Culture media for mouse oocyte maturation affect subsequent embryonic development

Abstract

These experiments were done to determine whether the culture medium used for the spontaneous maturation of mouse oocytes can affect the subsequent capacity of the ova to become fertilized and complete preimplantation development in vitro and development to live young. Oocytes obtained from antral follicles of gonadotropin‐primed immature mice underwent spontaneous maturation in control medium, i.e.

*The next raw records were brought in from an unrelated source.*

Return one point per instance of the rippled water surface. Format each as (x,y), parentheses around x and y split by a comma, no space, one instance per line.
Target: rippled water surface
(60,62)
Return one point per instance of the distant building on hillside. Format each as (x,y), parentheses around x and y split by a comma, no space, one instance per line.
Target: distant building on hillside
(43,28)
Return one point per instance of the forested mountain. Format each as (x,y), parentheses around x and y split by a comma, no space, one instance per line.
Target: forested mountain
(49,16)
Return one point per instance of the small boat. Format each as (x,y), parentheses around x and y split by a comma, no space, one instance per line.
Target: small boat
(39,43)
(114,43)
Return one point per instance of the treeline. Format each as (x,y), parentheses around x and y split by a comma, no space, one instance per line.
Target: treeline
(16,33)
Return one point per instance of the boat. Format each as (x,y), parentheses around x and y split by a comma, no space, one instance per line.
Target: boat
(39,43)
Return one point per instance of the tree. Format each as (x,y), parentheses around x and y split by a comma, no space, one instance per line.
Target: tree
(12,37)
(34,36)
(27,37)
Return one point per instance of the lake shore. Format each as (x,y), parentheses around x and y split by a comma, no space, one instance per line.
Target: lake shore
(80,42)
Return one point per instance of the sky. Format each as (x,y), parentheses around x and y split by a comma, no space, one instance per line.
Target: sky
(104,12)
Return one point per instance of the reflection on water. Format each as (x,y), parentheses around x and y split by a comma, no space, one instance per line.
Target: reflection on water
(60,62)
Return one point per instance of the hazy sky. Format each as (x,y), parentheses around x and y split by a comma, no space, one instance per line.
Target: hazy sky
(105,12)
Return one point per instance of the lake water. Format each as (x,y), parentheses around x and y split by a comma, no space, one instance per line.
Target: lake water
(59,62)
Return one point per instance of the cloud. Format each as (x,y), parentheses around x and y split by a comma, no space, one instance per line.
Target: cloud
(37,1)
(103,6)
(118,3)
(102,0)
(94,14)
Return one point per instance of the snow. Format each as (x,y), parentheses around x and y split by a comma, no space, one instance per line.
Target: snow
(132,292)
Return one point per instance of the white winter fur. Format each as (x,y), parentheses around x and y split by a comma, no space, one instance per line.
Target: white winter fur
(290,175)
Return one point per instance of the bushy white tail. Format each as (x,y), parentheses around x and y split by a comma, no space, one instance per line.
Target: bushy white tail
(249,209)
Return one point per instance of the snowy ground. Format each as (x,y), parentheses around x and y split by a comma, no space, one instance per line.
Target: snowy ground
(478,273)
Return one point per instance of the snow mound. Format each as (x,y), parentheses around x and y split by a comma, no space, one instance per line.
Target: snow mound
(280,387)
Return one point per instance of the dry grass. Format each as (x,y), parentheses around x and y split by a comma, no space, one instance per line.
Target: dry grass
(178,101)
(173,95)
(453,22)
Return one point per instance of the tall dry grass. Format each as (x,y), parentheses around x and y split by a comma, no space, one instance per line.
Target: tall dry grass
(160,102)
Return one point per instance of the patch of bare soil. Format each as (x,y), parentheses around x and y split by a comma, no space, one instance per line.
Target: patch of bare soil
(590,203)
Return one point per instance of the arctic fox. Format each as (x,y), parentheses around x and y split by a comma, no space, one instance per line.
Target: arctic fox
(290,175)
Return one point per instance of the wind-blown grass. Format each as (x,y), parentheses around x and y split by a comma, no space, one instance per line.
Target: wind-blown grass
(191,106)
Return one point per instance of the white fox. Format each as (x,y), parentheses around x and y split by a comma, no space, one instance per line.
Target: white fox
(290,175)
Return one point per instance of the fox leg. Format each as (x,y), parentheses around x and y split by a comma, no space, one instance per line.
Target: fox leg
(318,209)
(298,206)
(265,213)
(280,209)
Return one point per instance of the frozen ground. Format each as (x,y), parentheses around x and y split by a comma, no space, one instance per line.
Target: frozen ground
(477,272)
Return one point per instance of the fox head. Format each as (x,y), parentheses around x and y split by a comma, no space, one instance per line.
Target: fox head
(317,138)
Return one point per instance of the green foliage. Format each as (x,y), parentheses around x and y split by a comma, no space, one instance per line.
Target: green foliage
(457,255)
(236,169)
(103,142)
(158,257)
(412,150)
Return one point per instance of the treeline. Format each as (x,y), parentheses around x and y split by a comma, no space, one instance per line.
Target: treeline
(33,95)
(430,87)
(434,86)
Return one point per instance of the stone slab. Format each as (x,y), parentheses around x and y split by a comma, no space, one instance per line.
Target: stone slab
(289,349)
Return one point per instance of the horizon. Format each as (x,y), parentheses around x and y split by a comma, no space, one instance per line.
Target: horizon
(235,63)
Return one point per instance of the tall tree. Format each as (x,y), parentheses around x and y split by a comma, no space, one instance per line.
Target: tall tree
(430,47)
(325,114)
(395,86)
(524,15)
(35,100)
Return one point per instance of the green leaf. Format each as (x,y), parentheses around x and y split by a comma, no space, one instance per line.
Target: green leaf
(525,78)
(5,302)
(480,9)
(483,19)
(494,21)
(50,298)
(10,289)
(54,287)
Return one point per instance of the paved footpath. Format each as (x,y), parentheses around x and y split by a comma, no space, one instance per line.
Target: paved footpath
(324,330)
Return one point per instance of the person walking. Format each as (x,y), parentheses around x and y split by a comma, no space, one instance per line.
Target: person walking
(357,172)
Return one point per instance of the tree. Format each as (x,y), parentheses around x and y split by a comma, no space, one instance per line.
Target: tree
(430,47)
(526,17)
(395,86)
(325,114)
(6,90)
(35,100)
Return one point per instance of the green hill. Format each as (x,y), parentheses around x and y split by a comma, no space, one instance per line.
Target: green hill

Eagle's Minimum Essential Medium (MEM) supplemented with 5% fetal bovine serum, or in one of eight different media which were also supplemented with serum. All of the ova were fertilized in Whitten's medium and were assessed for cleavage to the 2‐cell stage and for further preimplantation development to blastocysts during culture in Whitten's medium. Three of the eight media used for oocyte maturation improved the capacity of the ova to develop to the blastocyst stage when compared with the control: Waymouth MB 752/1, MEM with non‐essential amino acids, and MEM Alpha; Waymouth medium promoted the highest frequency of development of ova to the blastocyst stage. Moreover, the blastocysts derived from oocytes that matured in Waymouth medium contained more cells than blastocysts derived from oocytes that matured in control medium. Although BGJb medium promoted the cleavage of eggs to the 2‐cell stage when present during oocyte maturation, it had a detrimental effect on their subsequent preimplantation developmental capacity. Following transfer to foster mothers, more 2‐cell stage embryos developed to live young after oocyte maturation in Waymouth medium (21%) than in control medium (13%). It is concluded that the medium used for oocyte maturation in vitro can affect processes involved in the subsequent development of the eggs and that, of the media tested, Waymouth MB 752/1 promoted the highest capacity for embryo development of maturing mouse oocytes.